Especialmente importante foi sua parceria com Paulo César Pinheiro, de quem levou ao palco “Besouro Cordão de Ouro” (2006), “Galanga” (2011) e “Chico Rei” (2011).
João das Neves também foi um estupendo diretor de espetáculos musicais, por exemplo, com Baden Powell, João do Vale, Chico Buarque, Milton Nascimento e Geraldo Vandré.
Em 2013, João das Neves encenou “Arena conta Zumbi”, de Augusto Boal e Gianfrancesco Guarnieri, montagem da peça de maior impacto, após o golpe de 1964 (v. HP 06/05/2009, Augusto Boal, uma vida e uma obra dedicadas ao Brasil e ao seu teatro).
Em 2014, o grande diretor realizou um fenomenal reencontro. Dirigiu “Os Azeredo mais os Benevides”, de Oduvaldo Vianna Filho, no Cine-Teatro Denoy de Oliveira, em uma iniciativa do Centro Popular de Cultura da União Municipal dos Estudantes Secundaristas de São Paulo (CPC/UMES).
A peça de Vianinha iria estrear no dia 1º de abril de 1964, no teatro da UNE, na sede da entidade, no Rio de Janeiro.
Mas… naquele dia houve um golpe de Estado, que derrubou o governo constitucional e eleito do presidente João Goulart. No mesmo dia, o prédio da UNE foi incendiado pelos golpistas e o teatro, destruído.
Apesar de um prêmio, conferido em 1966 à “Os Azeredo mais os Benevides”, pelo Serviço Nacional de Teatro (SNT), do Ministério da Educação e Cultura, e da publicação da peça dois anos mais tarde, ela jamais fora levada à cena.
Somente cinquenta anos depois, em 2014, ela seria encenada – tendo como diretor, João das Neves (v. HP 16/05/2014, João das Neves monta Os Azeredo mais os Benevides no Teatro Denoy de Oliveira, e, também, HP 11/04/2014, O diretor João das Neves).
Em 2016, João das Neves retornou aos palcos como ator em “Lazarillo de Tormes”.
Foi, também, um produtivo escritor, desde livros sobre teoria e história do teatro – “Análise do Texto Teatral”, “1950-1980: Trinta anos de Teatro Brasileiro” – até obras de literatura infantil como “História do Boizinho Estrela”, além de 20 peças teatrais.
“Seu teatro”, declarou a atriz Rebeca Braia, que foi dirigida por João das Neves em “Os Azeredo mais os Benevides”, “nos dizia das diferentes raças, dos tantos ritmos e músicas, dos nossos modos de viver, dos jeitos nossos de cantar, de lutar, de falar, de rezar e de cantar e de cantar.

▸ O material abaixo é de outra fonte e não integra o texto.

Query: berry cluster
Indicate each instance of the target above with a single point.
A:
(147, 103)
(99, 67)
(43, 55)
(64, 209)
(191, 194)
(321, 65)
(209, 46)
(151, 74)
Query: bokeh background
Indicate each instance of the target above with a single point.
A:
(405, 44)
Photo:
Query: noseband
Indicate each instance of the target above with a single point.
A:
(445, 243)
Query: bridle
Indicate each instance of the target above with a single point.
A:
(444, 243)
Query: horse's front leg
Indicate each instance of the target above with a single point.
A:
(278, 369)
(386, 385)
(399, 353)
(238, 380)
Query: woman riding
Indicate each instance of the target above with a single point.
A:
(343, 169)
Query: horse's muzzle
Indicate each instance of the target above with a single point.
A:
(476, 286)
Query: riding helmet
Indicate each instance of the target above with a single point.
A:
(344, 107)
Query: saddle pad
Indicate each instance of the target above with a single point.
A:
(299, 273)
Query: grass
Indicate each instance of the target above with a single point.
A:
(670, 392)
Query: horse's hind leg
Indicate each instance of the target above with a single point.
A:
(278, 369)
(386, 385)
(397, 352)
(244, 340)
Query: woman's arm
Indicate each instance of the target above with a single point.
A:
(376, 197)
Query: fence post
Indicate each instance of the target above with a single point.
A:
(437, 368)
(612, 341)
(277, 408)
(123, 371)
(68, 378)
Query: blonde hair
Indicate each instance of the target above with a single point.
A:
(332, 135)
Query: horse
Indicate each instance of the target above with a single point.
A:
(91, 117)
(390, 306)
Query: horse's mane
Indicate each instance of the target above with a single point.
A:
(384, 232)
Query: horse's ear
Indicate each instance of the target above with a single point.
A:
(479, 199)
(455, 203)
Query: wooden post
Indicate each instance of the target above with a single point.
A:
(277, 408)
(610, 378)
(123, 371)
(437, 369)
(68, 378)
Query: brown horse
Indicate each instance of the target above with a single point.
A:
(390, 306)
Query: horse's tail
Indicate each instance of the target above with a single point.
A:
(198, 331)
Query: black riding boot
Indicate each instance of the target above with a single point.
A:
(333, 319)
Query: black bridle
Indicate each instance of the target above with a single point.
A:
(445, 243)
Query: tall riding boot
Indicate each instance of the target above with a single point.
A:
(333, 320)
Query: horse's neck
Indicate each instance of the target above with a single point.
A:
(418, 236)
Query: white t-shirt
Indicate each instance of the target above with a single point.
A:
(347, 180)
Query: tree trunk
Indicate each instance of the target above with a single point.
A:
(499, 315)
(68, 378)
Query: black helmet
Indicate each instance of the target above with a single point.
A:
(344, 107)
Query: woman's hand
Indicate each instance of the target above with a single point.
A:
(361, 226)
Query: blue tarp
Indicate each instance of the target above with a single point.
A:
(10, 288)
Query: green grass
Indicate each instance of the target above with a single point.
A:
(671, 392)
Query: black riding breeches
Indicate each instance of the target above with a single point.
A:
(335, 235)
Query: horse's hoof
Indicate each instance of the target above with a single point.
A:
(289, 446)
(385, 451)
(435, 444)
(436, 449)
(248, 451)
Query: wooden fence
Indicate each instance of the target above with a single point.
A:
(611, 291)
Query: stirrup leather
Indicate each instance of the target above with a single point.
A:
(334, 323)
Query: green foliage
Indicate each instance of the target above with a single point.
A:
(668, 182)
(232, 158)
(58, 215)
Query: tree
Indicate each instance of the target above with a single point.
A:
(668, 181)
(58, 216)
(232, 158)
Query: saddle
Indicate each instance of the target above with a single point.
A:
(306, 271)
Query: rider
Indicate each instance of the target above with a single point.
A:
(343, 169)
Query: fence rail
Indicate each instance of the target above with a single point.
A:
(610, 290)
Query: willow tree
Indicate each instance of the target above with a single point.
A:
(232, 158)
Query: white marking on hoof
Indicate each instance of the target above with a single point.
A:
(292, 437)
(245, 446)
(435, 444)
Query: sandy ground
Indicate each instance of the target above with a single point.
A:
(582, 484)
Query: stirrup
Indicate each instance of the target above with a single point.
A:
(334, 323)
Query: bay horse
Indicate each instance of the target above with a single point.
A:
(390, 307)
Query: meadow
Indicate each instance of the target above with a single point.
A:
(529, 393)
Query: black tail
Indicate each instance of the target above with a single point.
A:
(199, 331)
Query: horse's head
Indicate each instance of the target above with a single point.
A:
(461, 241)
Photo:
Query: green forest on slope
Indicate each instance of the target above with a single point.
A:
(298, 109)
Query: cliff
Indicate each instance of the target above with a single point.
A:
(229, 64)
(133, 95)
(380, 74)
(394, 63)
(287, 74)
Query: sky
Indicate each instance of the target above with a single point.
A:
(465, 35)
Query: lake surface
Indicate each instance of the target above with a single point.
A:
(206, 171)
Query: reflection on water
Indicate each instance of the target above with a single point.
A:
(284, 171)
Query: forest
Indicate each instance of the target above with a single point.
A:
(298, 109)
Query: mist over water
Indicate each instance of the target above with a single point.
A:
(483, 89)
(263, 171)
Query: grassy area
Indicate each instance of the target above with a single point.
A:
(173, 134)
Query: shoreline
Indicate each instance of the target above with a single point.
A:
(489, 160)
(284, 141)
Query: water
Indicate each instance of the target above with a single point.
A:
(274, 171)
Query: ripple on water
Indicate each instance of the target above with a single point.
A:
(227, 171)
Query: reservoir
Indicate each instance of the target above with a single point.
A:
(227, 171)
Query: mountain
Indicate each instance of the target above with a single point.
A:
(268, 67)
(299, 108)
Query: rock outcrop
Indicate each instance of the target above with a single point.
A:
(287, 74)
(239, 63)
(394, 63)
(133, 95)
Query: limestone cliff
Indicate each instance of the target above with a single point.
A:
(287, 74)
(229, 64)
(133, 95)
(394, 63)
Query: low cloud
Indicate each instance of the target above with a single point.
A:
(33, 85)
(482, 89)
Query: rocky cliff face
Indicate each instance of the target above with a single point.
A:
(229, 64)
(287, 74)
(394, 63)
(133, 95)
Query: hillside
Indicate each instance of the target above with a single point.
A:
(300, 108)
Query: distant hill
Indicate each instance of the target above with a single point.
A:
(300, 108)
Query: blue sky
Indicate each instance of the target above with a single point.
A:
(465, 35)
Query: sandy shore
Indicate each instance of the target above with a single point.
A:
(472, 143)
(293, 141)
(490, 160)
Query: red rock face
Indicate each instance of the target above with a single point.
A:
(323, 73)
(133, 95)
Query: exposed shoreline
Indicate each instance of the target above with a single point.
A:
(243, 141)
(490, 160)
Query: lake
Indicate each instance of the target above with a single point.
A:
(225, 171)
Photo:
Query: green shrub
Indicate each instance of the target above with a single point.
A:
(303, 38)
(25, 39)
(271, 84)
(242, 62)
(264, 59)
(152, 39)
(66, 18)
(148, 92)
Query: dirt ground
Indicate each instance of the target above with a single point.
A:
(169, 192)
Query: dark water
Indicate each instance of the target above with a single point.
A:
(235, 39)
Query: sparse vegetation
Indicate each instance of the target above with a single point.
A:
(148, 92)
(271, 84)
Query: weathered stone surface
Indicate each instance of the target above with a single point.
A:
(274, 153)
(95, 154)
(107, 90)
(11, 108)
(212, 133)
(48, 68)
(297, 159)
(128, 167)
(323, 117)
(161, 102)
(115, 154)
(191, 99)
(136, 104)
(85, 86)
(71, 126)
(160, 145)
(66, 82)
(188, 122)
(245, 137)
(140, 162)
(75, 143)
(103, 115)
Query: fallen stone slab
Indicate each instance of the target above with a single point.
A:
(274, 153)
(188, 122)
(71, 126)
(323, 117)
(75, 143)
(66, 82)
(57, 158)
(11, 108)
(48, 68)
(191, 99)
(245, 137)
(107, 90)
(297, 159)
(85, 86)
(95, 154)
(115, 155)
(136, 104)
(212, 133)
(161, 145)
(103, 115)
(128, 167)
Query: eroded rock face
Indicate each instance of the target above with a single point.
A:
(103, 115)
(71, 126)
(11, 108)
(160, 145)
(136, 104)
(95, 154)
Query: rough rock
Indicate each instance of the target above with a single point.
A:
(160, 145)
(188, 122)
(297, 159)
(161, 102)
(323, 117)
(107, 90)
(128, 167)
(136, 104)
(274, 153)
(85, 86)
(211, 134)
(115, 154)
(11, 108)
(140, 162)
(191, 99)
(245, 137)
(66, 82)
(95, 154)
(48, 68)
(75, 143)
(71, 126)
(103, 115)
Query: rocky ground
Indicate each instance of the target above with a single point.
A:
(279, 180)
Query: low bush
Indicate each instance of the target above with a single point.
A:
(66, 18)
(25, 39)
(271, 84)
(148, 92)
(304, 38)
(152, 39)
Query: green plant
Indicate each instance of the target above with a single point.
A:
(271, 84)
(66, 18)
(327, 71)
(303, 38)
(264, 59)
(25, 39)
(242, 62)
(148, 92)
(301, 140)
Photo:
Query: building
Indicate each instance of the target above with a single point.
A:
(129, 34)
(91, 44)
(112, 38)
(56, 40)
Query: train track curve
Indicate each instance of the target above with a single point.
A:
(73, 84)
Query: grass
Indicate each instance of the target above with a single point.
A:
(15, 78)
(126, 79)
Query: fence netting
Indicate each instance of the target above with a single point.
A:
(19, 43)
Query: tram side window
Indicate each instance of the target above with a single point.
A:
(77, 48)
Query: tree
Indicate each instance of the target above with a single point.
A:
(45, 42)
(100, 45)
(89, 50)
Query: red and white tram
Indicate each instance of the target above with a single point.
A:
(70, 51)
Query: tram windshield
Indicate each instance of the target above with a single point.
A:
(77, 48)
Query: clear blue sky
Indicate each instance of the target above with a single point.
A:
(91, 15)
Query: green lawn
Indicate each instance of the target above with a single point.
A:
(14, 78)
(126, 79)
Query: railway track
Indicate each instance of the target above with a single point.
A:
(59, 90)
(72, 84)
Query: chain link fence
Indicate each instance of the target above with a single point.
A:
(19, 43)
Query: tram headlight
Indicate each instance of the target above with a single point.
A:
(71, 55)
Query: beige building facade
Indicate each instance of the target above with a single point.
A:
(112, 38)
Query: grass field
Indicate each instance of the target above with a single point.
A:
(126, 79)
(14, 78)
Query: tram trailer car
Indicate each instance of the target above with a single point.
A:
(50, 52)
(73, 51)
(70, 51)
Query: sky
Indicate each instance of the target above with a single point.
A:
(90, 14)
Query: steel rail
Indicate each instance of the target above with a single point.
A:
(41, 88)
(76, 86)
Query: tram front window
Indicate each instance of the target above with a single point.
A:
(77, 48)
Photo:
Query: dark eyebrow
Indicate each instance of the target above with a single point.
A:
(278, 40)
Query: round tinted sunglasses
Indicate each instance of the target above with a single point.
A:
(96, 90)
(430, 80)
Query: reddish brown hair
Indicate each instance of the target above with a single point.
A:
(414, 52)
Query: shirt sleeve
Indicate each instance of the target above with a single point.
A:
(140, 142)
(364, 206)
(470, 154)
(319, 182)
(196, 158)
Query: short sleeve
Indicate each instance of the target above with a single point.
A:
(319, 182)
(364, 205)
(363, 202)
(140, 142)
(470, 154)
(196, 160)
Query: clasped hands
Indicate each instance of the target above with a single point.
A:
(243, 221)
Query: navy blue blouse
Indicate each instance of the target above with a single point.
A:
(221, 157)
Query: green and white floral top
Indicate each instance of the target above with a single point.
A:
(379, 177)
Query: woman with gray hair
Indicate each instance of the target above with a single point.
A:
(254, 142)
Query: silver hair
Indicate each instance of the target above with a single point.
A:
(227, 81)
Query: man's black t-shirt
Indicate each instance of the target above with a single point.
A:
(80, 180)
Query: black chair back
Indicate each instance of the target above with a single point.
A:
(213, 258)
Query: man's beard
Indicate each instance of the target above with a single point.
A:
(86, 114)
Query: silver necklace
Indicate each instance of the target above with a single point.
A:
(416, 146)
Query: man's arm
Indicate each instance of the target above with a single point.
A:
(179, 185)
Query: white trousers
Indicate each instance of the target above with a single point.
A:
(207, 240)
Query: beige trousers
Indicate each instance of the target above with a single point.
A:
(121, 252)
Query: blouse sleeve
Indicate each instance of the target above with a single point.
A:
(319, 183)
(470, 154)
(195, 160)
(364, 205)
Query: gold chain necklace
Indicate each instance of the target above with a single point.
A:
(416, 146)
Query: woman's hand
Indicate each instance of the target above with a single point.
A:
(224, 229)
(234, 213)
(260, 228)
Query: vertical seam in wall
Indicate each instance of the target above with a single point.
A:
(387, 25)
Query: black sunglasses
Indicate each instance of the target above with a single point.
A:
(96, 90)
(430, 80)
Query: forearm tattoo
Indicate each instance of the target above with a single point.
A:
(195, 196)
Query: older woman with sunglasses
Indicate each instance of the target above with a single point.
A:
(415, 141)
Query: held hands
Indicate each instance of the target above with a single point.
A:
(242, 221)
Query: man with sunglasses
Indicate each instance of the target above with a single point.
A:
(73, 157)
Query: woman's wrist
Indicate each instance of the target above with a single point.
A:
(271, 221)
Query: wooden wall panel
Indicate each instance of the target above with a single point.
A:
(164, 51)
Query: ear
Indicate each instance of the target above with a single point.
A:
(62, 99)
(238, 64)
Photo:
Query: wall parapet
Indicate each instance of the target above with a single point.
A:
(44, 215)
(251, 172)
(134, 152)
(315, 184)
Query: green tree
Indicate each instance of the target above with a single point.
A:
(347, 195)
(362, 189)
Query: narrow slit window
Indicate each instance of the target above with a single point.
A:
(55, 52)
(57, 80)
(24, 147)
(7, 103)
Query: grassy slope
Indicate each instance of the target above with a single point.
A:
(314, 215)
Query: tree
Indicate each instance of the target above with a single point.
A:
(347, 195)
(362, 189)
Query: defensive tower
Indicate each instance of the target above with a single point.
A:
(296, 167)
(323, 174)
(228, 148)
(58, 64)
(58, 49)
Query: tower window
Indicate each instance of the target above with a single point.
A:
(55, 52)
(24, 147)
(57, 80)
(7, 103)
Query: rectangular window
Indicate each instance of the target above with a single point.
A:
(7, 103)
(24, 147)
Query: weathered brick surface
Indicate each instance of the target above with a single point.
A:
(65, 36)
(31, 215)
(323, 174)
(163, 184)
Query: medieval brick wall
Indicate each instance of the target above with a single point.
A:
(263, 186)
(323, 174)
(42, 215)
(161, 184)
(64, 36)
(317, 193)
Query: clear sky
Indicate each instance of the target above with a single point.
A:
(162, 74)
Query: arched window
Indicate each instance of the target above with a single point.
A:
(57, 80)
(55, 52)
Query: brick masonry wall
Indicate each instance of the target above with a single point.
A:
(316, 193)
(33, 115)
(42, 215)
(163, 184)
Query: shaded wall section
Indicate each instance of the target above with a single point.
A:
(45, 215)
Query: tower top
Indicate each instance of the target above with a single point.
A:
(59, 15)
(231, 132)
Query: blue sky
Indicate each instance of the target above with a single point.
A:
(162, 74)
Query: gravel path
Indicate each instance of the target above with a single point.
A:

No dia da estreia Dos Azeredo mais os Benevides, fez uma grande roda e nos disse emocionado que agradecia a todos que estavam ali por terem concretizado um sonho que tinha sido interrompido. Naquela noite nós, com os olhos marejados, estreamos finalmente! Nós é que agradecemos, Mestre! Por tantos ensinamentos, por tantas estórias contadas, por dirigir com mãos mágicas que faziam as cenas nascerem sob nossos olhos, pela generosidade, por nos mostrar que o teatro é a arte da coletividade. Ele tinha os pés fincados na história do Brasil, o coração ligado ao povo e na cabeça sonhos, sonhos de liberdade”.
Em janeiro, quando fez 84 anos, João das Neves lançou seu mais novo livro “Diálogo com Emily Dickinson”.
O diretor faleceu em Belo Horizonte, vítima de câncer. À sua esposa e companheira, Titane, e a suas filhas, Maria João e Maria Íris, nossa solidariedade, neste momento em que João das Neves, definitivamente, passou para a eternidade.